Whenever Formula 1 comes to Japan in the midst of a title fight, comparisons to the past are inevitable. There was that rain-soaked duel in 1976, forever cast in history (and CGI) by Ron Howard. Also 1989 and 1990, when a certain Brazilian and his French teammate had it out in matching McLarens. Sunday’s F1 Japanese Grand Prix wasn’t that.
Starting from pole, Nico Rosberg jumped out right away. Beside him, in the other Mercedes-AMG car, Lewis Hamilton flubbed the start (again) and dropped back to eighth place. He spent the following 52 laps clawing back, but to no avail. The Brit finished third, unable to overtake Red Bull’s Max Verstappen during the race’s final act.
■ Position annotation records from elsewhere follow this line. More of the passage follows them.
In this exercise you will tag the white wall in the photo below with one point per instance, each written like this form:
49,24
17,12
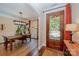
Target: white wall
42,27
8,29
75,19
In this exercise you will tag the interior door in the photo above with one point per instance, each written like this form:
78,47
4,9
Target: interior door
55,30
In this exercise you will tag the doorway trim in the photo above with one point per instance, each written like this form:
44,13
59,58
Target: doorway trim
47,27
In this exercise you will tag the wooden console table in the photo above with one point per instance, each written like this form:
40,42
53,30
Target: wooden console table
11,39
73,49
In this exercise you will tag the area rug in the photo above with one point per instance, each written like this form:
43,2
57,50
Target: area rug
52,52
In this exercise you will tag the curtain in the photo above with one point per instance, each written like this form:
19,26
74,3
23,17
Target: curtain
67,34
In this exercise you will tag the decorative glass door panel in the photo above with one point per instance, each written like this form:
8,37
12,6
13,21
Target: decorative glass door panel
54,27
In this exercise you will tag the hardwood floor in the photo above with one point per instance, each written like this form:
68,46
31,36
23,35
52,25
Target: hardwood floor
29,49
45,51
18,49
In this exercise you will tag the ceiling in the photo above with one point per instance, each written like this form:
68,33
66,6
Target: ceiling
29,10
46,6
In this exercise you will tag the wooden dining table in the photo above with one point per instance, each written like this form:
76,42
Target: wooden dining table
11,39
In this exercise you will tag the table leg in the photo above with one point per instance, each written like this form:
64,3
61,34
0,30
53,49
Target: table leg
5,44
30,38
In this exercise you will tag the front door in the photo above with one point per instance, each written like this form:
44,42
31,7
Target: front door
55,30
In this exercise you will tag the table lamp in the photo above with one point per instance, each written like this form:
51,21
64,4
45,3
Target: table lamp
72,28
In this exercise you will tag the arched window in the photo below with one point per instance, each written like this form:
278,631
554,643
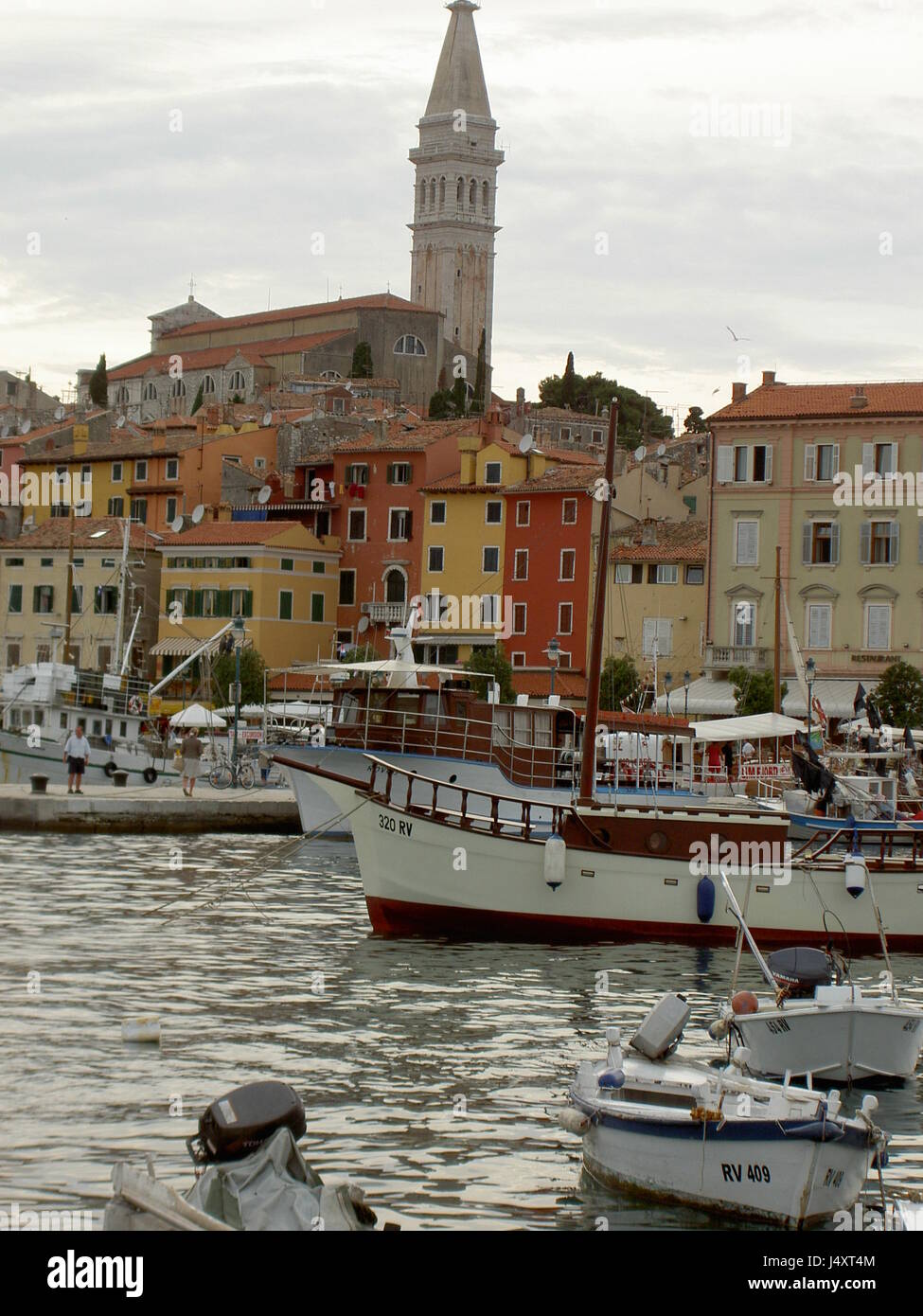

After taking the checkered in Japan, Rosberg now commands a 33-point lead in the driver standings. With four races remaining, Hamilton’s odds of repeating as World Championship are dwindling fast. (But, hey, at least his Snapchat feed is on fleek.)
Other notables: Sebastian Vettel drove like hell, but was hampered by silly Ferrari tire strategy and backmarker traffic (his favorite!), landing in fourth. He was followed by teammate Kimi Räikkönen, then last weekend’s race winner Red Bull’s Daniel Ricciardo. The Force Indias of Sergio Perez and Nico Hulkenberg were seventh and eighth, respectively. Felipe Massa and Valtteri Bottas in the Williams cars rounded out the top-ten.
The Haas F1 Team, America’s team, lined up Sunday on a high note, having qualified eighth and tenth. It almost translated to points, as Romain Grosjean crossed the line just 0.9s behind Bottas. Esteban Gutiérrez got tangled up with a Torro Rosso car early, spun out, and failed to recover. He finished 20th.
It’s worth relaying that Mercedes is protesting the race results. The team claims Verstappen, who put some gnarly defensive moves on Hamilton in the final laps, was driving “erratically and in a dangerous manner.” That shouldn’t stick, but this is the FIA, so who knows, really. If Mercedes has its way, Hamilton will get an ex post facto bump to second place, and credited with points accordingly.
Expect the ruling to come down this afternoon.